You are hitting the wall for cache->ram transfer. Your core7 has a 64 byte cache line. For sse2, 16 byte store requires a 64 byte load, update, and queue back to ram. 16 byte loads in ascending order benefit from automatic prefetch prediction, so you get some load benefit. Add mm_prefetch of destination memory; say, 256 bytes ahead of the next store.
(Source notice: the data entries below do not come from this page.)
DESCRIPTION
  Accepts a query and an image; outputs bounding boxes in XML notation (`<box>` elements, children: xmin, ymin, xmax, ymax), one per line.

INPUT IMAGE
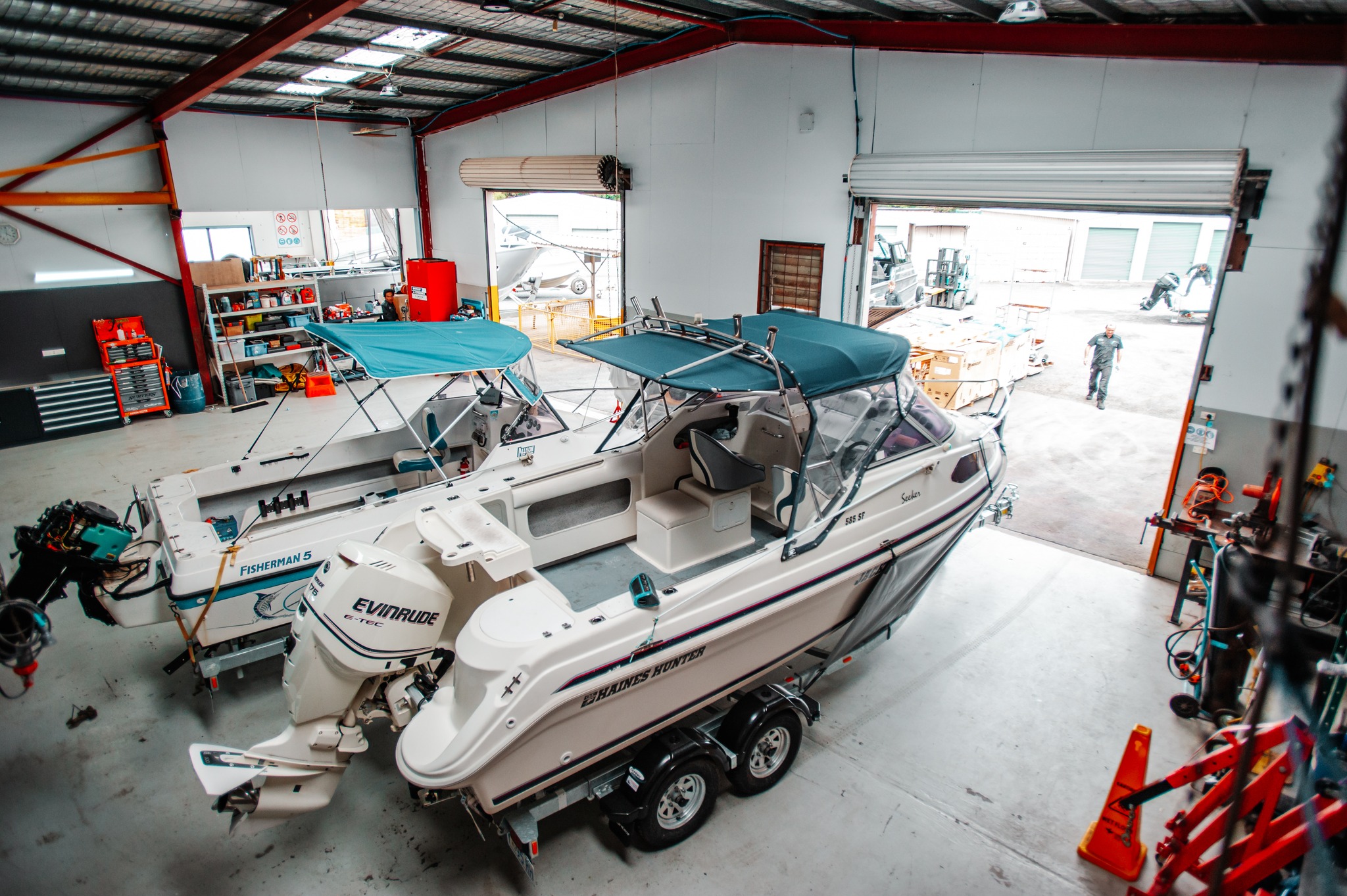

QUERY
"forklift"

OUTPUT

Same applies to avx2 32-byte stores.

Mischa
  • 2,240
  • 20
  • 18
  • -@Mischa thanks, could you give me please a little code snippet for using correctly `mm_prefecth`, I didn't find a lot of documentation about it –  Apr 06 '17 at 05:39
0

NP. There are options:

(1) x86-specific code:

#include <emmintrin.h> ... for (int i=size; ...) { _mm_prefetch(256+(char*)c, _MM_HINT_T0); ... _mm256_store_pd(c, sum);

(2) gcc-specific code: for (int i=size; ...) { __builtin_prefetch(c+32); ...

(3) gcc -fprefetch-array-loops --- the compiler knows best.
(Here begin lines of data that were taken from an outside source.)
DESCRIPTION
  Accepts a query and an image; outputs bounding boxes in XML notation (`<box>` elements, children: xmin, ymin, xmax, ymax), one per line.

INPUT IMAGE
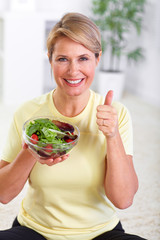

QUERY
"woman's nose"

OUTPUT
<box><xmin>68</xmin><ymin>61</ymin><xmax>79</xmax><ymax>74</ymax></box>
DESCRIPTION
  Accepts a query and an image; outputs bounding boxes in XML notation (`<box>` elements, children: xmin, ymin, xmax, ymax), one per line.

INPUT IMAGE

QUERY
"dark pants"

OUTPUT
<box><xmin>0</xmin><ymin>219</ymin><xmax>146</xmax><ymax>240</ymax></box>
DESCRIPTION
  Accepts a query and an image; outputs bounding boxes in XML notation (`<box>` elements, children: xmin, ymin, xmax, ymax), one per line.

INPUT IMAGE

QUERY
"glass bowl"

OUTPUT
<box><xmin>22</xmin><ymin>116</ymin><xmax>80</xmax><ymax>159</ymax></box>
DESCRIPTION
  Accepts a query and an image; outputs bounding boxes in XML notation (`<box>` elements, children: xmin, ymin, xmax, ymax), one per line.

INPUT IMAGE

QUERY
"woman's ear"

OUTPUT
<box><xmin>47</xmin><ymin>52</ymin><xmax>52</xmax><ymax>63</ymax></box>
<box><xmin>96</xmin><ymin>51</ymin><xmax>102</xmax><ymax>65</ymax></box>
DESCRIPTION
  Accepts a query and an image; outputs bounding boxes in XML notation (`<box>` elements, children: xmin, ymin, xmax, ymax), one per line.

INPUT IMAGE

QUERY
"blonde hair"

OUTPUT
<box><xmin>47</xmin><ymin>13</ymin><xmax>101</xmax><ymax>61</ymax></box>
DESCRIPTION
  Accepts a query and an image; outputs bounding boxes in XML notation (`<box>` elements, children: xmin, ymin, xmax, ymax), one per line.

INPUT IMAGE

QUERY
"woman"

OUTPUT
<box><xmin>0</xmin><ymin>13</ymin><xmax>147</xmax><ymax>240</ymax></box>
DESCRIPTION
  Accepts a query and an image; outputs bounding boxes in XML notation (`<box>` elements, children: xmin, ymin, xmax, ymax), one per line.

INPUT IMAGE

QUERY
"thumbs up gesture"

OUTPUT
<box><xmin>96</xmin><ymin>90</ymin><xmax>118</xmax><ymax>138</ymax></box>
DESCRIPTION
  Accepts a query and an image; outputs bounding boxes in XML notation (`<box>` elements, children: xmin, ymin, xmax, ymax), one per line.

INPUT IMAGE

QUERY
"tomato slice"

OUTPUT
<box><xmin>30</xmin><ymin>133</ymin><xmax>38</xmax><ymax>144</ymax></box>
<box><xmin>45</xmin><ymin>144</ymin><xmax>53</xmax><ymax>152</ymax></box>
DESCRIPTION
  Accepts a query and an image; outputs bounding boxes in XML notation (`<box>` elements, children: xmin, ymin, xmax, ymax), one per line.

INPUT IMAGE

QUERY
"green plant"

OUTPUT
<box><xmin>92</xmin><ymin>0</ymin><xmax>146</xmax><ymax>72</ymax></box>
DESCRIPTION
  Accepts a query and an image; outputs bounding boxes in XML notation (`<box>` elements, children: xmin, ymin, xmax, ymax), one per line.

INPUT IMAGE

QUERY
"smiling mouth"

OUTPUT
<box><xmin>64</xmin><ymin>78</ymin><xmax>84</xmax><ymax>84</ymax></box>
(3) is the best if your version of gcc supports it. (2) is next-best, if you compile and run on same hardware. (1) is portable to other compilers.
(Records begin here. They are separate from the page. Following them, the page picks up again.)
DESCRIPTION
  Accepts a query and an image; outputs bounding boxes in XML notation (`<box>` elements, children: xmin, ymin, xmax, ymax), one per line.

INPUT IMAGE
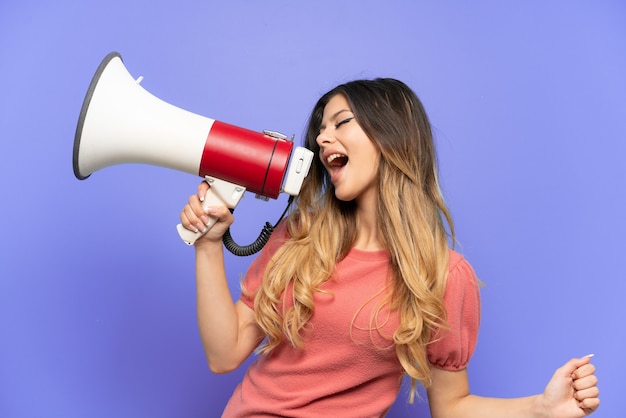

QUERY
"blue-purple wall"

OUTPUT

"256", unfortunately, is a guestimate, and hardware-dependent. 128 is a minimum, 512 a maximum, depending on your CPU:RAM speed. If you switch to _mm512*(), double those numbers.

If you are working across a range of processors, may I suggest compiling in a way that covers all cases, then test cpuid(ax=0)>=7, then cpuid(ax=7,cx=0):bx & 0x04000010 at runtime (0x10 for AVX2, 0x04000000 for AVX512 incl prefetch).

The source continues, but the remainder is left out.